The assassination of Barak or other ministers identified with the peace process.

Prof. Ehud Sprinzak, an expert on Israel’s radical right, said this week: “The motivation of the Kahane people to strike is very powerful. They may not do it today or tomorrow, but I think they’re cooking something. They probably also feel they have a public behind them, a lot of sympathy and support.”

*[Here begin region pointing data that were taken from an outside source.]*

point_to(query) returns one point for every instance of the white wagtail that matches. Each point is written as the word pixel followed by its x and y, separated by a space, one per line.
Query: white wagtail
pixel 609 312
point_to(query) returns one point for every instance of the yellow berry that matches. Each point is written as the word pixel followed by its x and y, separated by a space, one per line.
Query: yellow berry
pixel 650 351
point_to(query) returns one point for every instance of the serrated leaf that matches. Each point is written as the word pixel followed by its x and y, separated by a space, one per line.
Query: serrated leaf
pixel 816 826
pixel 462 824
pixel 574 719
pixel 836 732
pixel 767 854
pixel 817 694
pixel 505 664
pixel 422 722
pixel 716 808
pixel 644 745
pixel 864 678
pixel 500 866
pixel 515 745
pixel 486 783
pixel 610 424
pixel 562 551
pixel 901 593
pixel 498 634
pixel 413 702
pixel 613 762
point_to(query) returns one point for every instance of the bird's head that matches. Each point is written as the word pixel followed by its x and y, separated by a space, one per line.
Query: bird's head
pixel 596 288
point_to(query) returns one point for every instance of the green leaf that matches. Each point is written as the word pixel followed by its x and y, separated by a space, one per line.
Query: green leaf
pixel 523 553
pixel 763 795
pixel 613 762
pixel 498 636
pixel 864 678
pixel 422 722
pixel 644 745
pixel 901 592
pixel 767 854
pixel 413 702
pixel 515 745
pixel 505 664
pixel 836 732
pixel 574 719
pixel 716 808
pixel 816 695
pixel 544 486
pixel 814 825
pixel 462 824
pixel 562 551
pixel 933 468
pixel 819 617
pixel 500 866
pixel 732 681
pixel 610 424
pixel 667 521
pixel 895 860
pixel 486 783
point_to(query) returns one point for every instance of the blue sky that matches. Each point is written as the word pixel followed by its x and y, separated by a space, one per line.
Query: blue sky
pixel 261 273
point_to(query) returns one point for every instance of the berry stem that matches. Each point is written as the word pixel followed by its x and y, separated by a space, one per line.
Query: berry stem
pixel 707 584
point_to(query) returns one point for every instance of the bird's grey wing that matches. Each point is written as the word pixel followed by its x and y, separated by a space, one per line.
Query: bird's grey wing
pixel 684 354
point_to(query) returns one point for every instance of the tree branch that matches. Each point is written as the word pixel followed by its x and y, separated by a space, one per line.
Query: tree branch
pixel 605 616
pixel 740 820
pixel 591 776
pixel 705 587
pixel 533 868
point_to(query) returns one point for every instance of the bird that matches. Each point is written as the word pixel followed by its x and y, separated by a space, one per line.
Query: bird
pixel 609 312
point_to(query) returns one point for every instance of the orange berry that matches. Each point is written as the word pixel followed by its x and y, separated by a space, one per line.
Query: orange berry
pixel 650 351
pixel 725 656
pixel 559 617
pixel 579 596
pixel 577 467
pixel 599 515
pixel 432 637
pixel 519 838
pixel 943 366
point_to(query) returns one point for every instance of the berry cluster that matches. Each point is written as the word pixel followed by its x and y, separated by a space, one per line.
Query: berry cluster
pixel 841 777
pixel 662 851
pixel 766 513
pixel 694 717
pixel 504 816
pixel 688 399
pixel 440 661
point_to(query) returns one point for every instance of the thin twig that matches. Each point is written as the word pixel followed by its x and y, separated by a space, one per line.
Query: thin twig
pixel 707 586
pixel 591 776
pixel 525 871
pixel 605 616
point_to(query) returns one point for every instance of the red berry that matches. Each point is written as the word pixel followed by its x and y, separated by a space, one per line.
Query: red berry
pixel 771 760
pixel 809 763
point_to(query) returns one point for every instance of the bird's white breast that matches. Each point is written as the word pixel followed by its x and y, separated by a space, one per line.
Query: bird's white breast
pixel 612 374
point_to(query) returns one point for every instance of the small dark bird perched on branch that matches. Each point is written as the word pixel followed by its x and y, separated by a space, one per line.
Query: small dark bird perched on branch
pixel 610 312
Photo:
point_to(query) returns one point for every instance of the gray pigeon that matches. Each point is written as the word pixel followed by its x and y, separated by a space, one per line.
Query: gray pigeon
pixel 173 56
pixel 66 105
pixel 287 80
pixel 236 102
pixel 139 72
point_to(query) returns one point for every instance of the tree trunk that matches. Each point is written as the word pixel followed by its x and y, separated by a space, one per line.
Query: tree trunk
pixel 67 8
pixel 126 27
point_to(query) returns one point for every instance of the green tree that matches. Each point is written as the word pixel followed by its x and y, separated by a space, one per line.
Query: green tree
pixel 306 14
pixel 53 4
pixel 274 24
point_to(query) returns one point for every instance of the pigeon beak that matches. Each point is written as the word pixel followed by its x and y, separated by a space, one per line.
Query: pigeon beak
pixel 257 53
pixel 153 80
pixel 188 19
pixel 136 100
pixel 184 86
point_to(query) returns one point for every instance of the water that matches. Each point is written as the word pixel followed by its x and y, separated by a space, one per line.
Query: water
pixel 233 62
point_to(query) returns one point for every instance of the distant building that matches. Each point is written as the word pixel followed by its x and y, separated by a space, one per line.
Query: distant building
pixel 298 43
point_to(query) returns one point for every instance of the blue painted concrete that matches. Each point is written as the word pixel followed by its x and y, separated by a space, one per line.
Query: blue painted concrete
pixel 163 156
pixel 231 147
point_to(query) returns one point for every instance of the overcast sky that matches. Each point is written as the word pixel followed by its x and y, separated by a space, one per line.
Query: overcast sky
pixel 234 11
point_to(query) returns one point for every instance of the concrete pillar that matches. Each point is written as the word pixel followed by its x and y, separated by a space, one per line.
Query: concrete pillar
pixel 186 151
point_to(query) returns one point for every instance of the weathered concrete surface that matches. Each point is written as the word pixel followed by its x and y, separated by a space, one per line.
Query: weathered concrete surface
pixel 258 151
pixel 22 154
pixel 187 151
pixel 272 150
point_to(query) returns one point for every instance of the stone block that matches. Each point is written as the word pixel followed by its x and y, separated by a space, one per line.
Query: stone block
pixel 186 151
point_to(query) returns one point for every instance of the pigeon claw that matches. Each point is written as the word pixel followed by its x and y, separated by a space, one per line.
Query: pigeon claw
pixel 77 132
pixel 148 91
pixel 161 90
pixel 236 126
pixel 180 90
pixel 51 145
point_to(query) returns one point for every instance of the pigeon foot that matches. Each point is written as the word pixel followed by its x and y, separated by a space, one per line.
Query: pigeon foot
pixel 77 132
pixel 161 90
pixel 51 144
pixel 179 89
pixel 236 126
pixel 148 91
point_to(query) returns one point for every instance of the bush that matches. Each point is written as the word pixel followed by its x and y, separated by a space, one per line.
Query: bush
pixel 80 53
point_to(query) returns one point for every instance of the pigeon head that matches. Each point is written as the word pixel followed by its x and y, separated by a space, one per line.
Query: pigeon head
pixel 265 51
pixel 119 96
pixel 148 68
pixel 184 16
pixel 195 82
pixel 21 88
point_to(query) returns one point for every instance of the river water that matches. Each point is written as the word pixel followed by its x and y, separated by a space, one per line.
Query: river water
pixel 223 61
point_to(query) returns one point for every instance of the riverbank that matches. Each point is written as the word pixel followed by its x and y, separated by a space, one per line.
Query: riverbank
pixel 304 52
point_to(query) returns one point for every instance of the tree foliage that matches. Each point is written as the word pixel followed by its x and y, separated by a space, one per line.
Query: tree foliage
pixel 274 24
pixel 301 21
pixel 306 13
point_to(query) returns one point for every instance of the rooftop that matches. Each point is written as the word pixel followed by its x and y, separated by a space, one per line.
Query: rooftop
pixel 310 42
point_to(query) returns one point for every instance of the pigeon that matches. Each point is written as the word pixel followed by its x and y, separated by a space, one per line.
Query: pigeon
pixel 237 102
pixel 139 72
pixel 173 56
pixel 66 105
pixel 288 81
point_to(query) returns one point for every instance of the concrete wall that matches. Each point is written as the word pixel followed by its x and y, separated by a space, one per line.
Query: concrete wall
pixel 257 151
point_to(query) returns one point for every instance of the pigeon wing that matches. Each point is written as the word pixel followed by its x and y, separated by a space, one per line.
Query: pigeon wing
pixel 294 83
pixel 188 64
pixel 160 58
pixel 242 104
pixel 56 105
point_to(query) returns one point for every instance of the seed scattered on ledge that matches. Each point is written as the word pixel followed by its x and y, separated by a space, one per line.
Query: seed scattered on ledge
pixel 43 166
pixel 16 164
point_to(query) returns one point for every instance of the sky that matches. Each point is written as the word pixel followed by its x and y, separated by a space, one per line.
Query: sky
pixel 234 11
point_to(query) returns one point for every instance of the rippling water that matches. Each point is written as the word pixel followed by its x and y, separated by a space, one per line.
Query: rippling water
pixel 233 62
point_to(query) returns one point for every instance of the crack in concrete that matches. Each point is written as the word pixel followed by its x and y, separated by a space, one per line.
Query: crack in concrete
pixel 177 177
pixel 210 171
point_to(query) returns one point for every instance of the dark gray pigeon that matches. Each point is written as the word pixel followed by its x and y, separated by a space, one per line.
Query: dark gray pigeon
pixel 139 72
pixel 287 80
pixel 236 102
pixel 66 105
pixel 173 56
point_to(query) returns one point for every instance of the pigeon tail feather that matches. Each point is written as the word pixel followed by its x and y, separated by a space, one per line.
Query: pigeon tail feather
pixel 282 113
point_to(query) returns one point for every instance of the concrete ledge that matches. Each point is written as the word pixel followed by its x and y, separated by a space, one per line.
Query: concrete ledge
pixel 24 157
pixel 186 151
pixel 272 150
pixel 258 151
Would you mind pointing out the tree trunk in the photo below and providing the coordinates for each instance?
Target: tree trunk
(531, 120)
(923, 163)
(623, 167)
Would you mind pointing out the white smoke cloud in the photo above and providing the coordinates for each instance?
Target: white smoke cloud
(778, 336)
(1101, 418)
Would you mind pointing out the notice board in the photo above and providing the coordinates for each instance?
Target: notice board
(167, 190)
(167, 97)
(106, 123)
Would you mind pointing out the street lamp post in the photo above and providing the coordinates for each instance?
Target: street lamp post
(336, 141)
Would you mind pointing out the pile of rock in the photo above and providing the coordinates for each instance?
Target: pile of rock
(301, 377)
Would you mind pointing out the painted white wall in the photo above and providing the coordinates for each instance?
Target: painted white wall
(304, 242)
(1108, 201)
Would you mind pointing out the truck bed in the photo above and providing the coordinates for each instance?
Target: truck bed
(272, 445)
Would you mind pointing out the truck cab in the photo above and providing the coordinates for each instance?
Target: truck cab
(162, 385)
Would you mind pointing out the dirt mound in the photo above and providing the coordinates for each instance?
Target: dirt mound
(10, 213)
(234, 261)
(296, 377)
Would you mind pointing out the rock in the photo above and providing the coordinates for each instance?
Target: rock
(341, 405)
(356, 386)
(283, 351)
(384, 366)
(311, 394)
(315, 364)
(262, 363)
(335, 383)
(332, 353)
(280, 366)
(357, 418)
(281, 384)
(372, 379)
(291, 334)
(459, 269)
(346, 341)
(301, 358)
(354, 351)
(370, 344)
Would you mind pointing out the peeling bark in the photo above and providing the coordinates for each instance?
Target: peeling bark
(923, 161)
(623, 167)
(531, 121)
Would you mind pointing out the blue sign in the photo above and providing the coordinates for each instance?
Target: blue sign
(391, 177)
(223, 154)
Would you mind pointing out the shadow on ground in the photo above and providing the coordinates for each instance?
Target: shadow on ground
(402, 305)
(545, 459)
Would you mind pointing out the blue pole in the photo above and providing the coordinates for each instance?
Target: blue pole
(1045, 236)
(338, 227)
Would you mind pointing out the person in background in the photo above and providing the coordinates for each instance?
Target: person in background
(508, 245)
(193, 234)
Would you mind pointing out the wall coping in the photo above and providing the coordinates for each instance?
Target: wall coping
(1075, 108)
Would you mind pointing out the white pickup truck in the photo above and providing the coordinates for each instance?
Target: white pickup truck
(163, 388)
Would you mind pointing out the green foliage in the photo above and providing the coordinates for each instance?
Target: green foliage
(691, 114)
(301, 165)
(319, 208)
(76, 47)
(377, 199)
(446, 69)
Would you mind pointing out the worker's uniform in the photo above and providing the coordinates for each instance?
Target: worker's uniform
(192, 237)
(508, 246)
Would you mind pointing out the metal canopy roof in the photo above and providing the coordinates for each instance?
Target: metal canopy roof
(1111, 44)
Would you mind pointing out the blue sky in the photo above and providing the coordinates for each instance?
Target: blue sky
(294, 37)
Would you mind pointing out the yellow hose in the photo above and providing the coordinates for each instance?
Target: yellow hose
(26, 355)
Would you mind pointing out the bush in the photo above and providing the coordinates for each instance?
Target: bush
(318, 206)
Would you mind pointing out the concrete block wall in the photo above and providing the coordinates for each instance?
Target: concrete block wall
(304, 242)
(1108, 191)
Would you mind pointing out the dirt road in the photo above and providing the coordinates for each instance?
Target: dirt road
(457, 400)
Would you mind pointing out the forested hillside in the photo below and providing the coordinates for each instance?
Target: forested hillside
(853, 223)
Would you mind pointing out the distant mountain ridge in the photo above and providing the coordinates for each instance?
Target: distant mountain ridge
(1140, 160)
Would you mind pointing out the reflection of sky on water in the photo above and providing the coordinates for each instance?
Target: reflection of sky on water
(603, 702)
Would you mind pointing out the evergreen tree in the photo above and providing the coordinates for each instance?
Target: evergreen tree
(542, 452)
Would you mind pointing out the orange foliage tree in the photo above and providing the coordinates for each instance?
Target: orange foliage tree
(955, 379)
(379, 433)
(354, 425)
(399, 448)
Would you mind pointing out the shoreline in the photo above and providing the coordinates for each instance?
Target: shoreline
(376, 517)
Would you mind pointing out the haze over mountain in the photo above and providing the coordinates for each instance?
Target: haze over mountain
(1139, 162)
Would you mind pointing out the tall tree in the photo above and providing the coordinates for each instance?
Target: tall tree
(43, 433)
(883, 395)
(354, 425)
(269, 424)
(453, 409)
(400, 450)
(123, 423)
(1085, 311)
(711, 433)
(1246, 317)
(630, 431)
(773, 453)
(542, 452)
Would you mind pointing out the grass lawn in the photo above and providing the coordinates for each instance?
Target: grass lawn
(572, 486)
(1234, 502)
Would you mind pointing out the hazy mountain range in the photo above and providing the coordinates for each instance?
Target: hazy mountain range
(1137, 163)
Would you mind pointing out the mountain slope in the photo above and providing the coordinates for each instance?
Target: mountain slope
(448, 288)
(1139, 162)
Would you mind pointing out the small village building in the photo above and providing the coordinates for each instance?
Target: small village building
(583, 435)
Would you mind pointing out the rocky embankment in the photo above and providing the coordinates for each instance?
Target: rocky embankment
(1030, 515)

Sprinzak, dean of the Lauder School of Government at the Herzliya Interdisciplinary Center, Israel’s first private university, argued that Kach had cultivated an ideology of Jewish revenge even before the murder of Binyamin and Talia Kahane. “For them” he said, “it’s not a necessary evil, not a matter of self-defense; it’s a virtue. They believe that striking a gentile constitutes a holy act.”

At the same time, he went on, Kach had suffered a sense of guilt for failing to avenge the blood of its charismatic rabbi. This would only intensify with the death of his son and ideological heir. “They did not live up to Kahane’s legacy,” Sprinzak said. “This is another powerful drive to take revenge now.”

The professor was less sure about the broader settler right, who have surprised many observers by their relative restraint during the three-month Intifada. They were, he explained, very pleased that their job was being done for them by the army and felt they were part of a consensus.

Now, all would hinge on whether there was a last-minute deal between Barak and Arafat. “If there is, they’ll go bananas. If not, they’ll sit back and say, ‘We told you so. You can’t trust Arafat.'” Unless, that is, Palestinian terrorism pushes their patience to the breaking point.